Pour un étranger, Balabanov épouse fidèlement le cliché de l'artiste russe désespéré, volontiers attiré par le surnaturel, et en même temps parfaitement cynique, porté à la satire radicale de la société.
"Je veux aussi", ce sont quatre hommes chaudement habillés accompagnés d'une jeune fille nue. Tous se précipitent vers un bonheur mystérieux, une zone irradiée, dont personne n'est jamais revenu. Tous croient être choisis pour connaître le bonheur, mais seuls quelques uns sont élus. Par qui ? Balabanov ne nous le dira pas.

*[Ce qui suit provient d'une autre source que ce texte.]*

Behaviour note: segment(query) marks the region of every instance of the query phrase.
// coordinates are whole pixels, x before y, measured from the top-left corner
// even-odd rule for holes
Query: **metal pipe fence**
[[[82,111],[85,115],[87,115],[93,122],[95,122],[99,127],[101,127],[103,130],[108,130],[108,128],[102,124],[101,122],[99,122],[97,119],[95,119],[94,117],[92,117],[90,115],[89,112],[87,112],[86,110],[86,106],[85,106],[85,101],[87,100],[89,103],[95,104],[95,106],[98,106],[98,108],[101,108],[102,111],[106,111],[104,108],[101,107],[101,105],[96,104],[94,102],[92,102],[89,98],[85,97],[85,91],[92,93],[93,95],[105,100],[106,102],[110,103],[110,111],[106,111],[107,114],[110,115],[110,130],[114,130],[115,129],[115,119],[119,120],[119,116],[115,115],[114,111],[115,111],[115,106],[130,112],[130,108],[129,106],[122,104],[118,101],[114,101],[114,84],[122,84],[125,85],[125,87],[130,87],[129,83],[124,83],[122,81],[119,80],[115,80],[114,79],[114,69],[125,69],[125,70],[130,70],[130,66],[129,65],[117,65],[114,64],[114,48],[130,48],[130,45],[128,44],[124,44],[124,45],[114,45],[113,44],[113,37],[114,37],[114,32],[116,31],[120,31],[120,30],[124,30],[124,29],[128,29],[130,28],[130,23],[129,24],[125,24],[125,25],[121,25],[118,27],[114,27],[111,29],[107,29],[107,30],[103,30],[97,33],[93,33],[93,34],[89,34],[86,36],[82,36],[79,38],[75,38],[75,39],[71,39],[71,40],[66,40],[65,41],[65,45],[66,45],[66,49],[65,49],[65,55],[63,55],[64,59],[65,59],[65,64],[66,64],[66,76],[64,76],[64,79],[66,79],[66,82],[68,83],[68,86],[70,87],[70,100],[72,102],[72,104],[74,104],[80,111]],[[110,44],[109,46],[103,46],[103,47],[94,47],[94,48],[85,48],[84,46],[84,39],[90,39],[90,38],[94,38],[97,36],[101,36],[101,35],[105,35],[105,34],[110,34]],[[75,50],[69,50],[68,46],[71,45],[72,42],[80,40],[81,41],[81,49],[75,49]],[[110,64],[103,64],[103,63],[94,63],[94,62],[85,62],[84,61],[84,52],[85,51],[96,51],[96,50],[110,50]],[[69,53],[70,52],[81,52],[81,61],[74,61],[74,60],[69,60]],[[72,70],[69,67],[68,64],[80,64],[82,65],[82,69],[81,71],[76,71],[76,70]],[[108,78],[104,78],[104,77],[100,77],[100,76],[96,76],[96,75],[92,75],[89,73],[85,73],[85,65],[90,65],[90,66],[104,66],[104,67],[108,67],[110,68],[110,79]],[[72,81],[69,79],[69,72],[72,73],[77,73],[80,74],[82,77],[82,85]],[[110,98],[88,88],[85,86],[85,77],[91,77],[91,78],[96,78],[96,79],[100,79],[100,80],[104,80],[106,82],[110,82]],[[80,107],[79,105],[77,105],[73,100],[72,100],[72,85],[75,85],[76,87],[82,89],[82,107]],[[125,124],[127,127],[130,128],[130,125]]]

Car ce n'est pas l'objet.
Les personnages incarnent plusieurs archétypes de la Russie d'aujourd'hui : deux bandits, dont un alcoolique, un vieil homme abattu, un artiste taciturne, et une jeune fille improbable (médiocrement interprétée) à la fois comme prostituée et étudiante en philosophie. Ce qui apparaît immédiatement, c'est qu'elle est très malheureuse et naïve. Au point qu'elle n'hésite pas à se dénuder complètement, ni à courir ainsi des dizaines de kilomètres dans la neige, lorsqu'on lui explique que c'est l'unique voie vers le bonheur. Pour le plus grand plaisir des spectateurs, qui vous le savez comme moi, sont au fond des voyeurs sadiques.
Balabanov traite simultanément plusieurs sujets. Premièrement, il s'agit d'une transposition à l'époque moderne de STALKER, le chef d'oeuvre de Tarkovski. L'idée est la même (zone interdite irradiée, phénomène surnaturel), mais les temps ont radicalement changés. L'Etat totalitaire est devenu impuissant : tout le monde peut pénétrer dans la zone. Le stalker a aussi disparu en temps que personnage. Il n'y a pas de guide pour mener les aventuriers. Ceux-ci ne recherchent plus la vérité, ils cherchent le bonheur. Cette quête ne va pas les transformer : ils vont simplement disparaître, de deux manières différentes selon qu'ils soient élus ou non.
La magie a presque disparu. Balabanov veut nous dire quelque chose sur l'église, de pas très agréable, sans doute. Visiblement, il n'est pas doué pour la foi. Il ne croit pas, et s'étonne ((c'est un euphémisme) d'observer la foi chez les autres. Le lieu magique est une église orthodoxe. Oui, mais elle est détruite, et on ne voit pas un seul pope durant tout le film. Ils ont disparu, sont impuissants comme le pouvoir. Ce n'est pas l'église, ni Dieu, que cherchent les gens, c'est le bonheur. La Foi a perdu toute dimension sacrée ou chrétienne. L'église a perdu sa fonction de guide.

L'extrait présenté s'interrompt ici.